SPF PermError occurs when your domain's SPF record requires more than 10 DNS lookups during validation. Since SPF has a strict limit of 10 DNS lookups, exceeding this causes receiving mail servers to treat the SPF record as broken, leading to delivery issues like emails bouncing or landing in spam.

Why do my emails suddenly start bouncing or land in spam related to SPF?

Emails may bounce or land in spam if your SPF record becomes too complex due to multiple includes from various sending tools and services. This complexity can cause the SPF evaluation to exceed the 10 DNS lookup limit, triggering a PermError and negatively impacting email deliverability.

How can I check if my domain is currently experiencing an SPF PermError?

You can verify SPF PermError by using free online SPF lookup checkers that show your total DNS lookups and if it exceeds 10. Alternatively, use the 'dig' command (e.g., dig txt yourdomain.com +short) to view your SPF record or inspect email headers in Gmail for 'spf=permerror' results.

What is SPF flattening and how does it help fix PermError?

SPF flattening involves expanding all 'include:' mechanisms in your SPF record into their actual IP addresses (ip4/ip6), replacing includes with direct IP ranges.
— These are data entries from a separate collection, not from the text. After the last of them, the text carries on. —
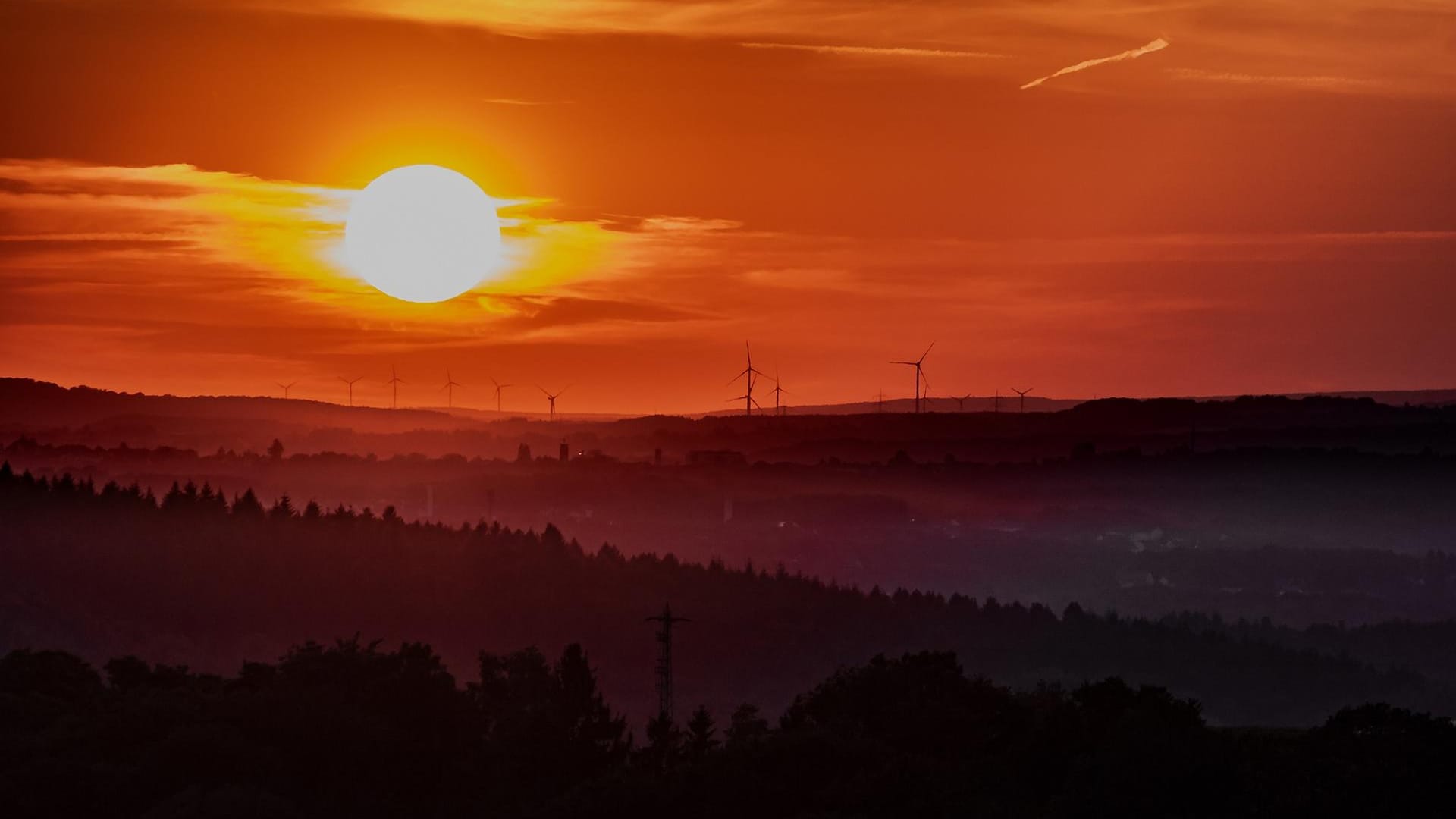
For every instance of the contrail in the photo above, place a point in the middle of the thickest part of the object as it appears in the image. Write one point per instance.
(1155, 46)
(873, 50)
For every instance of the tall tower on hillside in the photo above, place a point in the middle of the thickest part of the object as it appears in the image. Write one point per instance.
(664, 662)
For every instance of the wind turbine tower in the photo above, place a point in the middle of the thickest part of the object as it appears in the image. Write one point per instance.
(351, 382)
(778, 390)
(449, 388)
(394, 381)
(919, 373)
(1022, 394)
(752, 375)
(498, 388)
(551, 400)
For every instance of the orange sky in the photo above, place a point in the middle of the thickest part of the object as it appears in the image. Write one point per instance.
(1222, 197)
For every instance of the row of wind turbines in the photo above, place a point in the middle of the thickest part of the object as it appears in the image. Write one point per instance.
(922, 387)
(447, 388)
(748, 375)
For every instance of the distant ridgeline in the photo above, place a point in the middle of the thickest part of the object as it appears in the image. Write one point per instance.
(210, 580)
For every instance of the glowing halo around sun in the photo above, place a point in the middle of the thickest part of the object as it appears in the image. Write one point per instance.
(422, 234)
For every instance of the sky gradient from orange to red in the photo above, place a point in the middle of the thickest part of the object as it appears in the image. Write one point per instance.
(1197, 199)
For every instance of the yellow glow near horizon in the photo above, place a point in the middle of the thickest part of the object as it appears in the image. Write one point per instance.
(422, 234)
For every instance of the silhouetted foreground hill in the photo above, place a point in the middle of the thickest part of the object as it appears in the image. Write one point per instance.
(196, 579)
(354, 730)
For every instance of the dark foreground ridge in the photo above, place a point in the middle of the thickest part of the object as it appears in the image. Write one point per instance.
(356, 730)
(210, 582)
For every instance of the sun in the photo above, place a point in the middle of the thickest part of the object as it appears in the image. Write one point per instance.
(422, 234)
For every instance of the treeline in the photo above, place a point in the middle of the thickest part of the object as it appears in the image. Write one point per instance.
(356, 730)
(209, 579)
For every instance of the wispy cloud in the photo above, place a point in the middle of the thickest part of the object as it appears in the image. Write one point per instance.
(874, 50)
(1131, 55)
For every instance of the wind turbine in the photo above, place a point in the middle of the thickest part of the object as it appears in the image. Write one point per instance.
(552, 400)
(778, 390)
(1022, 394)
(449, 387)
(919, 373)
(351, 387)
(394, 381)
(752, 376)
(498, 388)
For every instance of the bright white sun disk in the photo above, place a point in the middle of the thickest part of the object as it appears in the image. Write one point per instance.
(422, 234)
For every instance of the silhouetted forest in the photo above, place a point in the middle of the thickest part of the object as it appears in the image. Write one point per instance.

This reduces DNS lookups below the 10-lookup limit, quickly resolving PermError issues. However, flattened records require maintenance as vendor IPs change over time.

Is SPF flattening always the best solution for fixing PermError?

No, while SPF flattening is a quick emergency fix, it's not always ideal long-term due to maintenance overhead. Other strategies include removing unused vendors from your SPF, consolidating sending providers, moving some tools to subdomains with separate SPF records, or using platforms that minimize extra includes.

What are the steps for a quick 15-minute fix to resolve SPF PermError?

The quick fix involves: 1) Finding your current SPF record; 2) Listing all includes and mechanisms causing lookups; 3) Removing any unused services; 4) Flattening remaining includes to reduce DNS lookups under 10; 5) Publishing the updated SPF record; 6) Validating it with an SPF checker; and 7) Waiting for DNS propagation before testing email deliverability again.